By Donna Laframboise, Financial Post
U.S. Justice Department request puts chill on skeptical bloggers
In recent days I've been receiving calls and emails asking what the U.S. Justice Department wants with me. In fact, there has been a misunderstanding. I write a blog about climate-change dogma that has a similar Web address to a blogger in the United States. It is that person -- who publishes under the pen name Jeff Id at NOconsensus.wordpress.com -- who is being targeted.
Earlier this month, a trial attorney employed by the Justice Department's criminal division sent a formal request to WordPress (the blogging software company) to freeze for 90 days "all stored communications, records, and other evidence in your possession" regarding three climate-skeptic blogs. ClimateAudit.org -- written by Canadian Steve McIntyre and hosted on WordPress' U.S.-based servers -- was one of that trio. So was Tallbloke's Talkshop, written by a U.K. resident and published at tallbloke.wordpress.com.
The Justice Department is interested in WordPress records spanning three days -- Nov. 21 to 23 inclusive. At 4:09 a.m. on Nov. 22, someone calling themselves FOIA made a comment on McIntyre's blog. It consisted solely of a link to a zip file posted online at a Russian Web address. The zip file contained 5,000 emails written by some of the most prominent names in climate science.
Dubbed Climategate 2, these documents are still being examined and sifted. But emails have already come to light in which scientists employed by publicly funded universities in the U.K. and elsewhere discuss the deliberate deletion and removal of records from university computers. (In the U.K., altering or deleting documents in an attempt to circumvent freedom of information legislation is a criminal offense.)

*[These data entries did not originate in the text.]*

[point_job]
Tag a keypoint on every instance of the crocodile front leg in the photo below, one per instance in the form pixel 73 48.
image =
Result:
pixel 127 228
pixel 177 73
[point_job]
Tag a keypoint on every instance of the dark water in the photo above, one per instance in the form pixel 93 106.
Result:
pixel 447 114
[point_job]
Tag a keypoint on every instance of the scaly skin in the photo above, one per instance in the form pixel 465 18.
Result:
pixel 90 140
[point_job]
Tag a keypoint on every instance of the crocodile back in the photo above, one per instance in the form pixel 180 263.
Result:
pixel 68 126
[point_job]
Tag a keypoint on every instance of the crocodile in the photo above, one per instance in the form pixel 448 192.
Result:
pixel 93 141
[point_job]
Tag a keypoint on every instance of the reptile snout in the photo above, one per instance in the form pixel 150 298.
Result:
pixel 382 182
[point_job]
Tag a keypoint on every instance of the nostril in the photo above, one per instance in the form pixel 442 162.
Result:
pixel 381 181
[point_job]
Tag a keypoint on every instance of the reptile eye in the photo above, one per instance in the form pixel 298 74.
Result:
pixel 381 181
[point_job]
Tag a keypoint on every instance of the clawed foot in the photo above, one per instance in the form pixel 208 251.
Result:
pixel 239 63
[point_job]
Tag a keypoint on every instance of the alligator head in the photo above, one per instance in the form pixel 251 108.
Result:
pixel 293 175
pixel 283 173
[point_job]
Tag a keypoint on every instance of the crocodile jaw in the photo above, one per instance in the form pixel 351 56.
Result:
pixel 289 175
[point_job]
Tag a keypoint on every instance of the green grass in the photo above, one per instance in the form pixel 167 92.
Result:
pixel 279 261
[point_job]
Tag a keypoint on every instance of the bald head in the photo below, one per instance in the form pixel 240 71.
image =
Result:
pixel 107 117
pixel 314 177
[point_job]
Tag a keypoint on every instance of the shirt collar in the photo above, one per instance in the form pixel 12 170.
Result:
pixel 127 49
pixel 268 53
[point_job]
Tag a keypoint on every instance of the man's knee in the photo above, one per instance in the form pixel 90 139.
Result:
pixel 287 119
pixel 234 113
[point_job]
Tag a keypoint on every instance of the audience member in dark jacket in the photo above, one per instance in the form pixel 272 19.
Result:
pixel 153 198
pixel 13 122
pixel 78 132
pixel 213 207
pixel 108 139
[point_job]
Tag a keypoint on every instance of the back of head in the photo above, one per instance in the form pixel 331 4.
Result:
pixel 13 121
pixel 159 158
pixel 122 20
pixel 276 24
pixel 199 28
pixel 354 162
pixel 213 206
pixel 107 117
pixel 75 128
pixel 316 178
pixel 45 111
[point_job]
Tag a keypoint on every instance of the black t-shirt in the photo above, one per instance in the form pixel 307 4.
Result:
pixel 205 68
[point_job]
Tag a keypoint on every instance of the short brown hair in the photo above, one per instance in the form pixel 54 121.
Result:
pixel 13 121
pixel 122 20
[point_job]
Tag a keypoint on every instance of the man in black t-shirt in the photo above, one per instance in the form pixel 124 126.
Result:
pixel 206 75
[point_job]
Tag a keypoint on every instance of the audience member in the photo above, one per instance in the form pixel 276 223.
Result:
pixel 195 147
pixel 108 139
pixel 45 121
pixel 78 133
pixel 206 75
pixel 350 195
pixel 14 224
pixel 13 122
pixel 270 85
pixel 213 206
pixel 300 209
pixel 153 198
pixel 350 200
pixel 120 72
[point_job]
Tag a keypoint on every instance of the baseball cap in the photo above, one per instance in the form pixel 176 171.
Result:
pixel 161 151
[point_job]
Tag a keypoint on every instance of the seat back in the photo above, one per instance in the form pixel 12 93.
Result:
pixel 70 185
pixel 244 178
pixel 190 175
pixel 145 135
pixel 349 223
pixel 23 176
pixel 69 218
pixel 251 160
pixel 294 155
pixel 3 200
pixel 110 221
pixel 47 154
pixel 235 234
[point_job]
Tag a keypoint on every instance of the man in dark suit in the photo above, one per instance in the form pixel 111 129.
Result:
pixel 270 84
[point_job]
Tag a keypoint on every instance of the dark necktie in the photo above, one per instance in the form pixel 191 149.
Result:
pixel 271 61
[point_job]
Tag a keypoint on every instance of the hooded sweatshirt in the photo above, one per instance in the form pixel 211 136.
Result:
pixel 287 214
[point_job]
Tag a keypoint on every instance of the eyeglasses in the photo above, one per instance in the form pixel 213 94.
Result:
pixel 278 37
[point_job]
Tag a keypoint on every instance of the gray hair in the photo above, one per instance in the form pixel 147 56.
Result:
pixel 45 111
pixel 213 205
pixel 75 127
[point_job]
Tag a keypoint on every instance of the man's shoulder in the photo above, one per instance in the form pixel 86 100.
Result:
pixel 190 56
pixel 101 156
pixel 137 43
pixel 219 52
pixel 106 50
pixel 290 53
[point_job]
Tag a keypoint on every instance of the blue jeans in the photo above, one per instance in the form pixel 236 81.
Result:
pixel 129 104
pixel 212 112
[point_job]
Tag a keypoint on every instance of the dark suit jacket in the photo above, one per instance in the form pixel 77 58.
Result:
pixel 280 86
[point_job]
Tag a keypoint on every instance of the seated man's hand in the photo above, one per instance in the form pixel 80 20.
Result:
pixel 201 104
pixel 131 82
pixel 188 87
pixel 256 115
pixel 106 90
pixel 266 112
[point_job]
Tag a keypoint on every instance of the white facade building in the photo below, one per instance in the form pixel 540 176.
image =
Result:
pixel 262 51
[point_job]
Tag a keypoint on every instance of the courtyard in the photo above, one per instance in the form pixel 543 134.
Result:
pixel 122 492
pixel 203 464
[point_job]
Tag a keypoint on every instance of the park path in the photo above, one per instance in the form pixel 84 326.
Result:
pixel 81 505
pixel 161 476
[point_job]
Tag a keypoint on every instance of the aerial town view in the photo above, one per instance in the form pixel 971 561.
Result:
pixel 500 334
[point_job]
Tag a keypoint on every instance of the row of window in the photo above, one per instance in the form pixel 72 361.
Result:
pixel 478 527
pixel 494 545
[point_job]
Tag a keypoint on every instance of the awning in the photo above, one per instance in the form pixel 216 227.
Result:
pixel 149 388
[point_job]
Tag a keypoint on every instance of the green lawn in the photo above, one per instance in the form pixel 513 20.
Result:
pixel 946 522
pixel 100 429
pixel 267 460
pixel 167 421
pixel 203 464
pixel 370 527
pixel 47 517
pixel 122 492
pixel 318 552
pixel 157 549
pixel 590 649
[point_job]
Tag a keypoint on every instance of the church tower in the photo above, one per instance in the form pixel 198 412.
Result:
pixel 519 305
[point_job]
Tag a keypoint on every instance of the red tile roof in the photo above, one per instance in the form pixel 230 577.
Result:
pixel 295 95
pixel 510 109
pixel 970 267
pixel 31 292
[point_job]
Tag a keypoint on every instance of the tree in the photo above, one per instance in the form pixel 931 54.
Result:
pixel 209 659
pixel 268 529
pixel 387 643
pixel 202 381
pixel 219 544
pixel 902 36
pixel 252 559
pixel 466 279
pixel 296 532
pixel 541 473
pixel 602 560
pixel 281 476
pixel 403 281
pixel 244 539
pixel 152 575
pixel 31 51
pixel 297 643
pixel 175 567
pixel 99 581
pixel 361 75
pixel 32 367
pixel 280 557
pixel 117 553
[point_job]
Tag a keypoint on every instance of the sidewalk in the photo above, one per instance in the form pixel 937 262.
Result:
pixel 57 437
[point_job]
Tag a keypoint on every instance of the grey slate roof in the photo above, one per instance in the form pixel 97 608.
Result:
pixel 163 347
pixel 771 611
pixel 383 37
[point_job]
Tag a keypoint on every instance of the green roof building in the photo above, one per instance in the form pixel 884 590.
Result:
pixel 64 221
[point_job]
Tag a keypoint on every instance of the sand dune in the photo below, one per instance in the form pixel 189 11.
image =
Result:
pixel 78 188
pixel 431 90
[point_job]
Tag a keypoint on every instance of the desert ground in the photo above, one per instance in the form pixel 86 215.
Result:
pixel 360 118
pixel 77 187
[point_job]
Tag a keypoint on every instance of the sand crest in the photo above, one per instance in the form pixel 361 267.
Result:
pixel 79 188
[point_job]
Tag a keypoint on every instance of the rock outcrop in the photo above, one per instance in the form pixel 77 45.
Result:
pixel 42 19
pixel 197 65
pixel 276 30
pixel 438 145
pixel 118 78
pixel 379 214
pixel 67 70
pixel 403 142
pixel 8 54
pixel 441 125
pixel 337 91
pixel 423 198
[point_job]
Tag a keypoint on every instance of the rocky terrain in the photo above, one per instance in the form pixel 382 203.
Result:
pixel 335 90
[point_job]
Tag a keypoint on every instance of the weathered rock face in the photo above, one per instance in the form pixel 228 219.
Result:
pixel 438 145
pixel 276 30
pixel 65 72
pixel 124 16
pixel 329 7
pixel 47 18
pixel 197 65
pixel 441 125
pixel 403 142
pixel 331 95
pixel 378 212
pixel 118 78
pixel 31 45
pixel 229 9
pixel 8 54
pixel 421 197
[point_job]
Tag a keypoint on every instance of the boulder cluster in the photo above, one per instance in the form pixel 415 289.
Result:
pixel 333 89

In these emails individuals such as the University of Pennsylvania's Michael Mann also talk about "the cause" they feel they are advancing. Moreover, these exchanges make it abundantly clear that the experts who've been conducting climate research (and writing reports about that research for the United Nations' Intergovernmental Panel on Climate Change) have privately expressed doubts about the robustness of many of their findings.